Non c'era nulla che potessero fare, quella era l'amara verità, si guardò attorno non vi era altra via d'uscita, era giunta la loro fine.
I morti giunsero al cancello, trovandolo chiuso, alcuni allungarono le loro mani rapaci attraverso le sbarre, altri lo strattonavano cercando di scardinarlo per riuscire a entrare, la ferocia che possedevano i morti in quei momenti era così potente che avrebbero ucciso chiunque avessero avuto di fronte. Fortunatamente per Saitron il cancello non sembrava sul punto di cedere tanto facilmente, alcuni dei morti si misero a scavalcarlo, le lance erano troppo vicine all'arco di pietra che lo sovrastava e rimasero trafitti. La loro immobilità durò soltanto pochi secondi, aggrappandosi alle sbarre si tirarono giù, dilaniando i loro corpi che non provavano più alcun tipo di dolore. Caddero a terra e si rialzarono, dirigendosi decisi verso gli uomini ancora in vita le loro interiora si srotolarono sule terreno, gli organi caddero, ma nulla li avrebbe fermati.
Saitron prese per mano il nipote scappando verso l'entrata del castello, si sarebbero barricati in qualche stanza fino a che quel massacro non fosse terminato.
Contro un muro, quattro soldati tremati, coperti dal sangue che usciva dalle loro ferite, continuavano a colpire solo grazie alla forza della disperazione quegli ammassi di carne che ostinatamente volevano la loro fine.
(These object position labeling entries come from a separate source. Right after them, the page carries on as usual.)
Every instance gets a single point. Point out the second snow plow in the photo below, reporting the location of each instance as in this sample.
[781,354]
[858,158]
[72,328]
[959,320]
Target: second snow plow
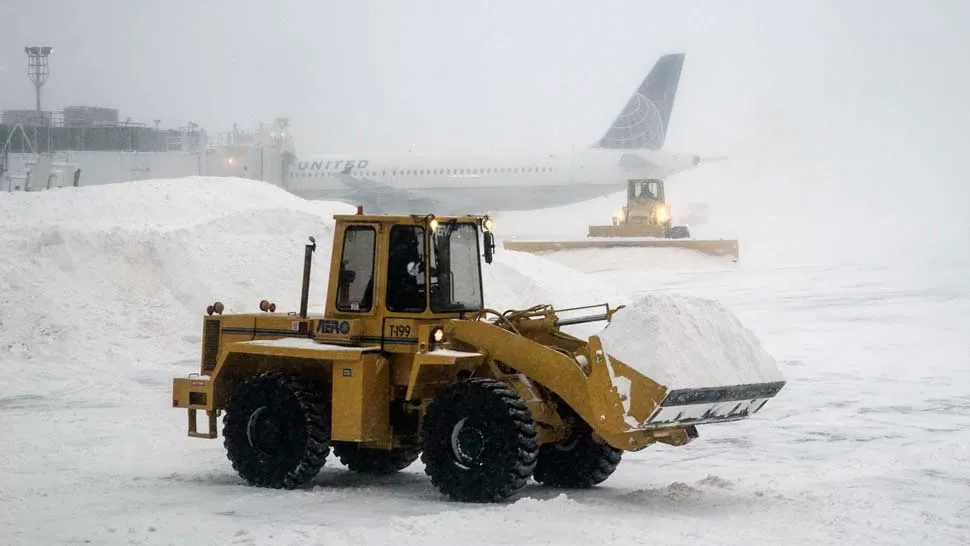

Quando un uomo, privo di entrambe le braccia, con fra i denti un pezzo di carne e un brandello di stoffa si accorse dei due uomini in fuga, si avventò contro di loro.
Sakna lo fermò :«Lui no».
Il morto mugugnò qualcosa, poteva solo ubbidire, così si mise a masticare ciò che stringeva fra i denti, andando a cercare qualcun altro con cui sfogare la sua rabbia.
Saitron lasciò la mano del nipote e andò da lei mettendosi in ginocchio :«Vi supplico, dirò, farò tutto ciò che volete sapere, ma vi prego risparmiateci».
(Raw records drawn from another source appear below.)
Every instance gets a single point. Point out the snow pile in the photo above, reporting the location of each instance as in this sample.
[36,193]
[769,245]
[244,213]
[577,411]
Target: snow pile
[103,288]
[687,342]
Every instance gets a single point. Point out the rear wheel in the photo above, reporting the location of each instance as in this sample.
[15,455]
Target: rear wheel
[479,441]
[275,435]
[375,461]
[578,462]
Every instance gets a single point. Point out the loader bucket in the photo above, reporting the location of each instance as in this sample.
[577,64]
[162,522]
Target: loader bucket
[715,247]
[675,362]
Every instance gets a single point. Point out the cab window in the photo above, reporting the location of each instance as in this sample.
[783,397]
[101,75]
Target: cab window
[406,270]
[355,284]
Sakna cercò con lo sguardo la ragazzina che era stata stuprata e uccisa, la riconobbe dai vestiti, poiché il suo volto affondava nelle viscere di un ragazzo dai capelli che dovevano essere stati di un bel colore chiaro, adesso erano ricoperti di sangue e pezzetti del suo cervello.
«Voi non potete darmi nulla» con un cenno del capo gli fece intendere di voltarsi.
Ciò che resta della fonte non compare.